To rotate this operator we must left multiply by $$D(\alpha, \beta, \gamma)$$ and right multiple by $$D(\alpha, \beta, \gamma)^{\dagger}$$ . This corresponds the rotation of the final and initial states.

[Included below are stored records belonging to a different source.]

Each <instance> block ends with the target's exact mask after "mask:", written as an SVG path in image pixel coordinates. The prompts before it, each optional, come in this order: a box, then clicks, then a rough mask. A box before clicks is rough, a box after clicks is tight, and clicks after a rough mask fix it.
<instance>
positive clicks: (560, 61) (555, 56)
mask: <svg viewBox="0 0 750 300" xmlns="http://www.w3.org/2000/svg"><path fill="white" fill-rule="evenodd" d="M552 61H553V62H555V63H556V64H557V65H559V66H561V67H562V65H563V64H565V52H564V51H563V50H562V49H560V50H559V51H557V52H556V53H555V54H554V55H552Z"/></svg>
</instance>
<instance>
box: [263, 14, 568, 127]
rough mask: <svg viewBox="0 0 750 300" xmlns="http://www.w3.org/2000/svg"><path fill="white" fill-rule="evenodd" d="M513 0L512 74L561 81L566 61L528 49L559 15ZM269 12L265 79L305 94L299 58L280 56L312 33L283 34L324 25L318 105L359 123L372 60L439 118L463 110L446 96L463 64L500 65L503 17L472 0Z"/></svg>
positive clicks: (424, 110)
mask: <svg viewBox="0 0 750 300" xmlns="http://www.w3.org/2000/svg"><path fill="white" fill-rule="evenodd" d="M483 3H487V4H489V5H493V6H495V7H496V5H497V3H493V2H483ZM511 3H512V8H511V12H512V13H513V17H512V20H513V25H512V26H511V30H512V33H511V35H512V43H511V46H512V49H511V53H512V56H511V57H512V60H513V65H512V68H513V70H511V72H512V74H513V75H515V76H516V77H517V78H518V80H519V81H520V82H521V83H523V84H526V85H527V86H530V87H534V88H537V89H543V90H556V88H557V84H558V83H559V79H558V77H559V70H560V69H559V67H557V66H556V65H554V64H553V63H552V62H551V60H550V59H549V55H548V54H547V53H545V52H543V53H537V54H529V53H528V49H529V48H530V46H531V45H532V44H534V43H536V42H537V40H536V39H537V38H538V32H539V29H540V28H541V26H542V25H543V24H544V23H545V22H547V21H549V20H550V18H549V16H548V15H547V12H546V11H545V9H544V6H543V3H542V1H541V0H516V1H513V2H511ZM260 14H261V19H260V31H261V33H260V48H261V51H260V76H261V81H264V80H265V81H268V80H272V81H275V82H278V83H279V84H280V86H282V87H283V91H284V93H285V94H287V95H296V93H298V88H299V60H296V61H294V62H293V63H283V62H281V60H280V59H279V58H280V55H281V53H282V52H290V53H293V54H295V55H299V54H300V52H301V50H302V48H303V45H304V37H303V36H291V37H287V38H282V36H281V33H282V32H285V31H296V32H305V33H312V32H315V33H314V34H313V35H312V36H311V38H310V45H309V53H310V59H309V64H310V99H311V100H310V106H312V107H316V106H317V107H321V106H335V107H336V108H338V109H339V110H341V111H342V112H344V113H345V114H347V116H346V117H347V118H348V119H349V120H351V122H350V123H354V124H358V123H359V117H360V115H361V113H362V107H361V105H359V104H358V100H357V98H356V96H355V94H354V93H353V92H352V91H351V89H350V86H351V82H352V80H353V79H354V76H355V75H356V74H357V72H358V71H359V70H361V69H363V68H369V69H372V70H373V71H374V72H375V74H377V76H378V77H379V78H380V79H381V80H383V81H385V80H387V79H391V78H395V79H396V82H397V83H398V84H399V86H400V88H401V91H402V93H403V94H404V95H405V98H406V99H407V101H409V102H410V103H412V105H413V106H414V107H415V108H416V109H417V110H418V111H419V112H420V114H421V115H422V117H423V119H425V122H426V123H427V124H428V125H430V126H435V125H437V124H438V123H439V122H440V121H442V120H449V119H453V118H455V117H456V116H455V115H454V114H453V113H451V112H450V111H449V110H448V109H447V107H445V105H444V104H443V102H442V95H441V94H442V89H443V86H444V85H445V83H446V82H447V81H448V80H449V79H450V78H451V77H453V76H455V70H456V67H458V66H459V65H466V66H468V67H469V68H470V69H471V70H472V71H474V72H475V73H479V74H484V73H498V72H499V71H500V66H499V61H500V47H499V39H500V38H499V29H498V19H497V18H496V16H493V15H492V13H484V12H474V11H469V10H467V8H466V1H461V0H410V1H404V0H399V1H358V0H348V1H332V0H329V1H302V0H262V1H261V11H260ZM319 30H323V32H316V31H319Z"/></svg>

$D(\alpha, \beta, \gamma)T^{(k)}_{(Q)}(J,J')(D(\alpha, \beta, \gamma)^{\dagger}=\sqrt{2k+1}\sum_{m,m',n,n'}(-1)^{J'-m'} \begin{pmatrix} J'&J&k\\ m'&-m&-Q\end{pmatrix} D(\alpha, \beta, \gamma)^{(J)}_{n',m} D(\alpha, \beta, \gamma)^{(J)\dagger}_{m,n} |J',m'><J,m|$

where

$D^{J_1}(\alpha, \beta, \gamma) D^{J_2}(\alpha, \beta, \gamma)^{\dagger}=\sum_{J,m,m'} (2J+1) \begin{pmatrix} j_1&j_2&J\\m_1'&M_2'&-m'\end{pmatrix} \begin{pmatrix} j_1&j_2&J\\m_1&M_2&-m\end{pmatrix}(-1)^{m'-m} D(\alpha, \beta, \gamma)^{(J)}_{-m',m}$

which simplifies the previous equation to

$D(\alpha, \beta, \gamma)T^{(k)}_{(Q)}(J,J')(D(\alpha, \beta, \gamma)^{\dagger}=\sqrt{2k+1}\sum_{n',n,q}(-1)^{J'-n'} \begin{pmatrix} J'&J&k\\n'&-n&-q\end{pmatrix} D_{qQ}^{(k)}(\alpha, \beta, \gamma)|J',n'><J,n|$

which is really $$T^{(k)}_{(Q)}(J,J')$$ with Q replaced by q and m',m with n',n or

$D(\alpha, \beta, \gamma)T^{(k)}_{(Q)}(J,J')(D(\alpha, \beta, \gamma)^{\dagger}=\sum_q D_{qQ}^{(k)}(\alpha, \beta, \gamma)T^{(k)}_{(q)}(J,J')$

This is a very unique property of these operators! Rotation of one operator produces another operator that is weighted by $$D_{qQ}^{(k)}(\alpha, \beta, \gamma)$$. It is now trivial to create analytical solutions as $$D_{mm'}^{(J)}(\alpha, \beta, \gamma)$$ are known.